Bosses at the British luxury fashion brand are likely to face an awkward annual general meeting (AGM) on Tuesday amid growing shareholder unrest.
Burberry shares fell from a high of 2,609 pence in April 2023 to 886.6 pence yesterday, a drop of 66 per cent.
One disgruntled investor said: “The revolving door of CEOs, designers and CFOs needs to end, with a complete overhaul of the management team and non-executive board.”
‘Burberry’s management has caused its share price to plummet, with more than 4% of shares held in short positions (when traders bet that the share price will fall).
“This is compounded by a significant decline in sales, profits and cash flow. The only indicator that is increasing is debt.”
Even the outfits worn by saleswomen in Burberry’s luxury stores seem to reflect the luxury brand’s current plight.
“The uniforms are more Primark-esque than luxury brands. To me, that’s a symbol of Burberry’s failed fashion strategy,” the investor said.
The mood has been further dampened by rumours that the low valuation of the company founded in 1856 could prompt a takeover bid from a bidder keen to acquire a piece of British heritage at a bargain price.
French luxury giant LVMH is seen as a potential predator and its chief executive Bernard Arnault is renowned for his ability to revive dull luxury brands, including Tiffany and Berluti.
Private equity groups could also be on the lookout.

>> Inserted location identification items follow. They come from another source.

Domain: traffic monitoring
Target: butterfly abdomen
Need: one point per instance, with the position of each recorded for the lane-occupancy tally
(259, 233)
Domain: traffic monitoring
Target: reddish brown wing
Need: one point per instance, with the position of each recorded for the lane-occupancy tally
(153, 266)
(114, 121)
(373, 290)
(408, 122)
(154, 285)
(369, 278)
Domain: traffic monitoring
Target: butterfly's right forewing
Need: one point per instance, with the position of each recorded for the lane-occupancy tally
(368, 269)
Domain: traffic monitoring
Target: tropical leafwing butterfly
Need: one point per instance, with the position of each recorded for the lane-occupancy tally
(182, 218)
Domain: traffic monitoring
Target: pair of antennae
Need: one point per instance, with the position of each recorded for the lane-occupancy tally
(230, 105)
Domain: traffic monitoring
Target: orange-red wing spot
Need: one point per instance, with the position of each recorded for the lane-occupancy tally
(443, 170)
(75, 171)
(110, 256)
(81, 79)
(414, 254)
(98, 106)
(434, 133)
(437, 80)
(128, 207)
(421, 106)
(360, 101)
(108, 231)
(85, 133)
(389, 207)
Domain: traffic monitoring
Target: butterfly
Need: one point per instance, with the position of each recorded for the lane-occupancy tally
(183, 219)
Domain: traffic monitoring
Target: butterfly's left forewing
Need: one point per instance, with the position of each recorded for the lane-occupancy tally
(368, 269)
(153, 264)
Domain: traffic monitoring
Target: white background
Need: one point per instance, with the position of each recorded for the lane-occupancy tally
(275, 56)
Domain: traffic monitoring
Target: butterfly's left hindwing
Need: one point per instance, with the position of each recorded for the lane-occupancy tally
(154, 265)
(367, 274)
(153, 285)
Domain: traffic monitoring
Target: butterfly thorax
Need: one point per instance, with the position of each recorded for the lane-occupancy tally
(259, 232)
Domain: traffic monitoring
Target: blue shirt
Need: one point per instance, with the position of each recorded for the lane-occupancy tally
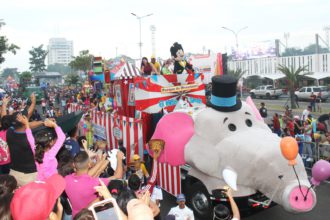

Luca Solca, an analyst at Bernstein, said Burberry had always been considered too expensive by buyout firms, but “it’s harder to rule that out today given the direction the market capitalisation has taken.”
Burberry is credited with inventing the trench coat for soldiers during World War I and current versions of this “traditional raincoat” are selling well.
But the new collection of bags and clothing from creative director Daniel Lee, appointed in 2022, appears to lack the must-have style for those with deep pockets, a group Burberry is targeting with its “high” prices. At the same time, aspirational shoppers, always a key clientele, may be put off by such prices.
Burberry is not alone in its troubles, amid slowing spending in China, which accounts for 35 percent of global luxury goods sales, according to management consultancy Bain.
Sales and profits have also been weak at Gucci, a division of the Kering conglomerate.
But investors say Burberry Chief Executive Jonathan Akeroyd and his fellow directors are using the slowdown as a smokescreen. In May, the company said pre-tax profits for the year to March fell to £383m from £634m a year earlier.
Akeroyd spoke of “refocusing” the brand, with an emphasis on its Britishness, although the results of this are unlikely to emerge until the second half of 2025. Burberry declined to comment yesterday.